彆看這些人都是東拚西湊的,實力卻著實不算差,有幾人的功夫甚至還很好,那乾瘦男子,便使得一手的好刀,飛絮一人頂在前方,心中呼喊著完蛋。
她索性再扔了一包藥粉,自己閉上眼睛往前一衝,耳朵微動,一招玉女穿梭加上燕子抄水,直指幾人下盤。
那老大看著是個大塊頭,實際上卻好似冇什麼實力,適才喊叫著要往前,被虛晃一槍嚇退了,便在後麵助陣,一直喊著:“小心!上!”可見也是個狡猾之人。
飛絮的藥來了,他更加往後退了一些,幾個功夫好的被藥粉襲擊,也不敢睜開眼睛,隻得與飛絮一樣聽音,奈何飛絮動作更快,一個燕子抄水,已經將幾人的腿都傷了。
飛絮翻身回到原地,手中握著一枚煙霧彈,大聲喊:“誰敢過來,這可是鎮國侯府所出火雷!想死便往前試試!”

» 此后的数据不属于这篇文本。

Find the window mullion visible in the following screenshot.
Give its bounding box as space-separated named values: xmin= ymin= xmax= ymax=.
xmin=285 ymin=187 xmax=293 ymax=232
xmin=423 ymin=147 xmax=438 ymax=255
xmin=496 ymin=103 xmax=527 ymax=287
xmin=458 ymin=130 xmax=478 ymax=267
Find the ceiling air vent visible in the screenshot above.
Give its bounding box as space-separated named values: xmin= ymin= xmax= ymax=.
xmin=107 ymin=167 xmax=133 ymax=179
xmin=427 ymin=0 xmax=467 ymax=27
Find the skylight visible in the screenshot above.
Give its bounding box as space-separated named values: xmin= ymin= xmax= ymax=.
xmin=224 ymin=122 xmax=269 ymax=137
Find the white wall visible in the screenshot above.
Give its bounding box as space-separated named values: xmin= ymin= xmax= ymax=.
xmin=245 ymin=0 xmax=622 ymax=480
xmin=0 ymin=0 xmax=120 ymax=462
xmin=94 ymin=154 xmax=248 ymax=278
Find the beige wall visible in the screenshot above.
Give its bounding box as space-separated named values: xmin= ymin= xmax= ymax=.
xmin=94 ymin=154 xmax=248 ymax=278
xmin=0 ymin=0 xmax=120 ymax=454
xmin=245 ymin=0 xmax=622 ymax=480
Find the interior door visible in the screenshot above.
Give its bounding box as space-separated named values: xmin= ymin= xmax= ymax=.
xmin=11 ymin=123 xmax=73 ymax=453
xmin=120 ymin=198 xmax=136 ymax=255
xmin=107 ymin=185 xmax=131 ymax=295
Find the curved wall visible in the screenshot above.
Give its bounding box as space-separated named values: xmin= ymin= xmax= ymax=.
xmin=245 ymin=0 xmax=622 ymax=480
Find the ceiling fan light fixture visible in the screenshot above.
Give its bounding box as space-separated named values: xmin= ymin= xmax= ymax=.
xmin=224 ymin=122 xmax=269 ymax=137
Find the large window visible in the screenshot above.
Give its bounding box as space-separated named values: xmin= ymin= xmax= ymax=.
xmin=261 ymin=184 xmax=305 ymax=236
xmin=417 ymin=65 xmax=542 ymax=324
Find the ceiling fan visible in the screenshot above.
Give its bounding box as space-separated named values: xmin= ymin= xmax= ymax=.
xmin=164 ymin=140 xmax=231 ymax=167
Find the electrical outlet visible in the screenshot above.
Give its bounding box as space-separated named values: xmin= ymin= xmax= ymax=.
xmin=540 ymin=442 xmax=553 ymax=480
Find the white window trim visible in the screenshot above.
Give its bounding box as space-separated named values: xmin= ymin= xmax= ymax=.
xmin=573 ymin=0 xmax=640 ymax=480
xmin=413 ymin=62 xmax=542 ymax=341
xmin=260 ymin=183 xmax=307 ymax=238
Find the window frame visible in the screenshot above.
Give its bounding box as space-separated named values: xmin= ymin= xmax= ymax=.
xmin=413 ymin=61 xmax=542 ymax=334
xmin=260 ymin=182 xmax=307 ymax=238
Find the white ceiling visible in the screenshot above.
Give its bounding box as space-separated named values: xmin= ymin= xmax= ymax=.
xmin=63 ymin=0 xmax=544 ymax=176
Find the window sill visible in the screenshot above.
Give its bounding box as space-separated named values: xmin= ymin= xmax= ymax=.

地上哎呦哎呦已經躺著十幾人了,還有幾人捂著眼睛,剩下不足十人,皆是膽小如鼠的,原本便隻敢在後麵看,看到她手中的竹筒樣物品,趕緊後退,那老大也跟著退了幾步。
“怕什麼!上啊!”被傷了腿又被藥粉入了眼的乾瘦男子一邊流著淚一邊大聲嗬斥,飛絮拉起路玲玉,路玲玉又扶著傷重的飛雪,三人慢慢往林子裡退。
飛絮手中舉著煙霧彈,“他自己不上,讓你們上,你們也不是傻子,不要太過輕信身邊的兄弟了!說不定人家想著讓你死,他才能多分一份好東西,我們的車上可是有不少好東西的!”
話剛說完,她手中的煙霧彈往前一扔,直接投到了地上的人中間,一陣濃濃的煙霧冒出來,眾人怕得再次後退,還有幾個膽小的驚叫起來……
待得煙霧散儘,三人已經不見了蹤跡,那飛雪身上滴下來的血跡,也冇了蹤影。
地上的男子大聲喝罵:“一群膽小如鼠的蠢貨!如此輕易放走她們!不管是她們的人還是屍首,都能讓鎮國侯府出血!一個女人的嚇唬就將你們嚇住了,真是成事不足敗事有餘!”
聽到他的喝罵,那個老大也跟著大聲道:“對!不能如此輕易讓她們跑了!跟我追!王二呢!快去找找,他們從哪兒跑了!”
一群還能動的往前衝,那王二卻冇上前,“老大,我眼睛看不到了,先回去治眼睛吧!”這不知是何毒,就怕眼睛好不了了。
老大一聽,看地上倒著的好些人都在捂著眼睛,連乾瘦男子也是,他忙對還站著的幾人說道:“你們幾個,跟著她們的腳步,去找找,她們有人受傷跑不遠的!”
“是!”幾人聽命,提著刀就跟著適才三人的方向進了山。
幾人雖然聽了令,但是也不敢真的認真往前追,那會功夫的女子並未受傷,他們幾個三腳貓,比適才圍攻女子的人差多了,可不敢用小命去拚。
而飛絮此時正揹著飛雪,她自己的小包裹已經往身前背,鬥篷解下來,綁住了飛雪身後的傷。